Il 15 maggio è alle porte e Gubbio si appresta a celebrare un’altra, straordinaria, inimitabile Festa dei Ceri. Intanto si è consumato il primo atto con la discesa dei Ceri dalla basilica di Sant'Ubaldo e il loro ritorno in città. Alle 8 di domenica 3 maggio don Mirko Orsini, il cappellano dei Ceri, ha celebrato la messa. La sua è stata un’omelia molto forte. “Il rischio principale è l’individualismo - ha detto - il passaggio dal ‘noi’ all’ ‘io’”. Questo si vede, ad esempio, nella visita al cimitero vissuta in modo personale invece che comunitario. “Non si va al cimitero la mattina del 15 maggio per omaggiare ognuno il proprio caro, non è il 2 novembre, ma è una visita comunitaria ai ceraioli che non ci sono più”. Un altro rischio è quello del protagonismo e ha portato l’esempio della sfilata dei Santi, dopo la messa nella chiesetta dei Muratori, quando “gruppi di ceraioli applaudono i tre Capodieci”. “Non voglio togliere nulla ai capodieci - ha precisato - ma i veri protagonisti non sono loro, ma Sant'Ubaldo”. È una processione e non una sfilata. Quindi ha concluso dicendo che c’è però anche un aspetto molto positivo: la fedeltà. La tradizione tramandata nel tempo custodisce valori che restano come appartenenza, solidarietà, memoria. Ma questa tradizione deve essere viva, cioè capace di incidere nella vita quotidiana, non limitarsi a un momento emozionante.

Alla fine della messa, prima di “spiccare i Ceri”, c’è stato il rito dell’accensione dei tre ceri votivi davanti all’urna dove riposa il corpo incorrotto di Sant'Ubaldo insieme ai tre capodieci Gabriele Fofi (Sant'Ubaldo), Francesco Spogli (San Giorgio) e Alessandro Lepri (Sant'Antonio). Con loro il primo capitano Daniele Pencedano e il secondo capitano Stefano Pauselli e gli squilli del trombettiere Marco Tasso. In chiesa autorità civili e militari, il sindaco Vittorio Fiorucci, i presidenti delle Famiglie Ceraiole: Ubaldo Minelli per i Santubaldari, Patrick Salciarini per i Sangiorgiari, Ubaldo Gini per i Santantoniari e Marco Cancellotti presidente dell'Associazione Maggio Eugubino. Dopo il canto “O lume della fede” grande emozione al momento di girare con i Ceri nella basilica e intorno all’altare prima di uscire per le tre girate nel chiostro. Fuori dalla basilica migliaia di persone in festa con i tre Giganti in posizione orizzontale portati a spalla dai ceraioli e, finalmente, “carichi” dei bambini ceraioli. Piena di gioia e di canti la discesa fino alla Porta di Sant'Ubaldo, da lì il Secondo Buchetto prima di arrivare a San Marziale fino all’ingresso nell’acropoli.

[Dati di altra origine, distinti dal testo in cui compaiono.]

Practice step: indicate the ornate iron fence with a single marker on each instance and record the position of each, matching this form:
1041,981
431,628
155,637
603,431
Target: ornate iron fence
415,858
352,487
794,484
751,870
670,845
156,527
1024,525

Il corteo è sceso quindi per via Dante (la Calata dei Neri), il Corso, fino a piazza Quaranta martiri, quindi il Buco de Didà attraverso il quale immettersi a San Martino. Poi i Vecchi, la piazza di San Martino, 'l Bargello, via dei Consoli e l’arrivo in Piazza Grande. Fatti scendere i bambini, i Ceri sempre in posizione orizzontale hanno dato vita in piazza Grande a tre girate prima di scomparire all’interno dell’arengo massimo del Palazzo dei Consoli dove rimarranno fino a mezzogiorno del 15 maggio in attesa dell’Alzata in Piazza Grande. La giornata è proseguita sotto gli Arconi del Palazzo dei Consoli con l’appuntamento con la coradella e le altre prelibatezze gastronomiche curate alla perfezione dagli impareggiabili cuochi della Università dei muratori, scalpellini e altri congeneri Innocenzo Migliarini. Il tutto in un clima di grande festa che è stata ancora più euforica quando c’è stata la visita dei tre capodieci che si sono abbracciati e si si sono fatti l'in bocca al lupo l’uno con l’altro, e della banda che ha intonato le canzoni ceraiolesche.